"And why should you wish it otherwise?" continued the dominant little lady. "Despite all the loose, unwomanly talk in the air, you do realize, I see, that marriage will always remain the noblest possible career for a woman."
Cally remembered a converse of this proposition she had heard one day at the Woman's Club. She answered with light bitterness:
"When I said just now that I was fit for marriage, I meant marriage, mamma--a wedding. Of course, I'm not fit to be anybody's wife...." She paused, and added in a voice from which the bitterness had all gone out: "I'm not fit to be anybody's mother."
"There, there!" riposted mamma, briskly. "I think that's enough of poor Henrietta Cooney, and her wild, unsuccessful notions."
There was another brief silence; the silence of the death of talk.
"You're in a dangerously unsettled state of mind, my daughter--dangerously. But you will find, as other women have found, that marriage will relieve all these discontents. I myself," said mamma, with a considerable stretching of the truth, "went through the same stages in my youth--though, of course, I was married much younger than you.... Now, Carlisle, I have refused to believe that your quarrel with Hugo is irreparable."

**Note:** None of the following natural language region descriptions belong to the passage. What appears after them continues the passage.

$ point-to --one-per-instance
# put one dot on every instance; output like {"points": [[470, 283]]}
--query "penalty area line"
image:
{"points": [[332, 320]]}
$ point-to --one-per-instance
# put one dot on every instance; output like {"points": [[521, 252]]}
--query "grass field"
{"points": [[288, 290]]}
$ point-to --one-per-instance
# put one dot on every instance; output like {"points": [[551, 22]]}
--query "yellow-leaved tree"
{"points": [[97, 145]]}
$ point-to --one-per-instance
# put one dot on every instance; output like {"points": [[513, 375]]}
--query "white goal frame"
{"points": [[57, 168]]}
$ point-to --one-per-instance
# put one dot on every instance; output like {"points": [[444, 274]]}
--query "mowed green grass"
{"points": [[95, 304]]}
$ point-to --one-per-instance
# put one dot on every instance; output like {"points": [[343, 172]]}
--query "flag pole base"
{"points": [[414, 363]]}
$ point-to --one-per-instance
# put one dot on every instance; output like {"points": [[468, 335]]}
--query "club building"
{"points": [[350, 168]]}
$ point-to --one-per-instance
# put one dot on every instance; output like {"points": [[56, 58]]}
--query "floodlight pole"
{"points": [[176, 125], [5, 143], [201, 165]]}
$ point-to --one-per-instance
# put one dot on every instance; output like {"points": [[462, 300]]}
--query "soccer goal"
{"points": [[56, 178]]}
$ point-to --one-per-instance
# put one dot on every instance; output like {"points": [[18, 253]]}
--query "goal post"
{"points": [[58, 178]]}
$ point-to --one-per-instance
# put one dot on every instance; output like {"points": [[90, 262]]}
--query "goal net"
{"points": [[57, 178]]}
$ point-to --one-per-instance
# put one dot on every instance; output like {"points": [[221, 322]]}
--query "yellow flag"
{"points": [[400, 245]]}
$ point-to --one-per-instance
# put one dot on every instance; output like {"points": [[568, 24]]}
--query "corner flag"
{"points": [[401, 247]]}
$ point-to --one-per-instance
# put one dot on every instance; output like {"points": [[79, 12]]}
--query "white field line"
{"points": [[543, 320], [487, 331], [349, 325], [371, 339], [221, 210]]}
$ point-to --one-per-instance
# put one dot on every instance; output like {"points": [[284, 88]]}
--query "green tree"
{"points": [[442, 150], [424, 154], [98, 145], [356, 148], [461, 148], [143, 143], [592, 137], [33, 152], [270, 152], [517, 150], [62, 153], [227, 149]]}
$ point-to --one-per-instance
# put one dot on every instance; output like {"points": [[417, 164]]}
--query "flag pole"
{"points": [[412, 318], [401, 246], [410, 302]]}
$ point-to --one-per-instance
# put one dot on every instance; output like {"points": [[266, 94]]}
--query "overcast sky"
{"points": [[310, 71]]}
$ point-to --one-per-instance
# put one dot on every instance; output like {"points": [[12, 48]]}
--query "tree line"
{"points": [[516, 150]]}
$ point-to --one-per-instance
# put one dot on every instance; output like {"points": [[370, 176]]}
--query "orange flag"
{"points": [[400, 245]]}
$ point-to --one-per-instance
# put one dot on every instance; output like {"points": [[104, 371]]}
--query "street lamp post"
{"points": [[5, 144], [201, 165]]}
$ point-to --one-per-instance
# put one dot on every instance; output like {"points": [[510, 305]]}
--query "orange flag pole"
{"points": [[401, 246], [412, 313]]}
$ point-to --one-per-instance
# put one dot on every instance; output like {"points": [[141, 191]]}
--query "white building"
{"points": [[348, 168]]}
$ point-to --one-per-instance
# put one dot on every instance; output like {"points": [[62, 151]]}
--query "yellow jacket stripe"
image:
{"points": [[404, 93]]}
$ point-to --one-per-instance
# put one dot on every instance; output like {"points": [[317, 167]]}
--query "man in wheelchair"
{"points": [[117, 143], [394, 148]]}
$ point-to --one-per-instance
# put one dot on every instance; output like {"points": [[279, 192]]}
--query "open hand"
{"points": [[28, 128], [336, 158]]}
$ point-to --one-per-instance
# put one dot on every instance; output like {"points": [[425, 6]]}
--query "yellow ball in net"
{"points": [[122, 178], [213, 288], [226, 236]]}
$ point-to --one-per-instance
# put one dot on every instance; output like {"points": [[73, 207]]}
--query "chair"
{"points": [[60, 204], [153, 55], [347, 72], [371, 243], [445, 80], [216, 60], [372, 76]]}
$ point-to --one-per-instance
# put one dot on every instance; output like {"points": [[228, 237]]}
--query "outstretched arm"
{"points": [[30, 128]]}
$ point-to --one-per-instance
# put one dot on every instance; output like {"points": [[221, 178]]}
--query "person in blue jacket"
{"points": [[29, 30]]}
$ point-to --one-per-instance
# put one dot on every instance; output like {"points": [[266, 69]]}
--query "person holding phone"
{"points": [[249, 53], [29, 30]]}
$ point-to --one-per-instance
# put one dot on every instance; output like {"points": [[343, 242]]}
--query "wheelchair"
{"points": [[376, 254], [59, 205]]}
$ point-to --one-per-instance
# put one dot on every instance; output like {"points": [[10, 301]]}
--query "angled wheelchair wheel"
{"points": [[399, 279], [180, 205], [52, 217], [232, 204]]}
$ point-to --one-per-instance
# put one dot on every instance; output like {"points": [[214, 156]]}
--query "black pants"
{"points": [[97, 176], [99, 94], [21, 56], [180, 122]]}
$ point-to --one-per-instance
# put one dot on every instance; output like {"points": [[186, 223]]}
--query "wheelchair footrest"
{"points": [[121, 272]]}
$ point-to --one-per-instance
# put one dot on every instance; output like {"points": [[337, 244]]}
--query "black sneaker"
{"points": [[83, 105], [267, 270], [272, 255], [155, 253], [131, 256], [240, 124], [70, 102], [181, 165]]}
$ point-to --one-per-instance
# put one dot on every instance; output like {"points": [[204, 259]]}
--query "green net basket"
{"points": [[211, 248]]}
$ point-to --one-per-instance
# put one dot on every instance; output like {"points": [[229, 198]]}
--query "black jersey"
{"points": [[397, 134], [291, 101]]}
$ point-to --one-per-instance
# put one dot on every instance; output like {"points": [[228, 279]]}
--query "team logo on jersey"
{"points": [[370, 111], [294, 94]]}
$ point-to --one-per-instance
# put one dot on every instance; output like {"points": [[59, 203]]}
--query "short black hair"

Carlisle started as if slapped. Had mamma jerked her by a string, she could not have turned more sharply. The little general, leaning forward, swept on with hurried firmness.
"I see, of course, that you have taken your quarrel very seriously, very hard. You feel that in your anger you both said terrible things which can't possibly be overlooked. But, my child, remember that the course of true love never did run smooth. There have been few engagements which weren't broken off at least once, few marriages when the wife didn't make up her mind--"
"Mamma!" said Cally, rousing herself as from a cataleptic sleep. "You can't have understood what I told you that night. This was not a quarrel at all, in any sense--"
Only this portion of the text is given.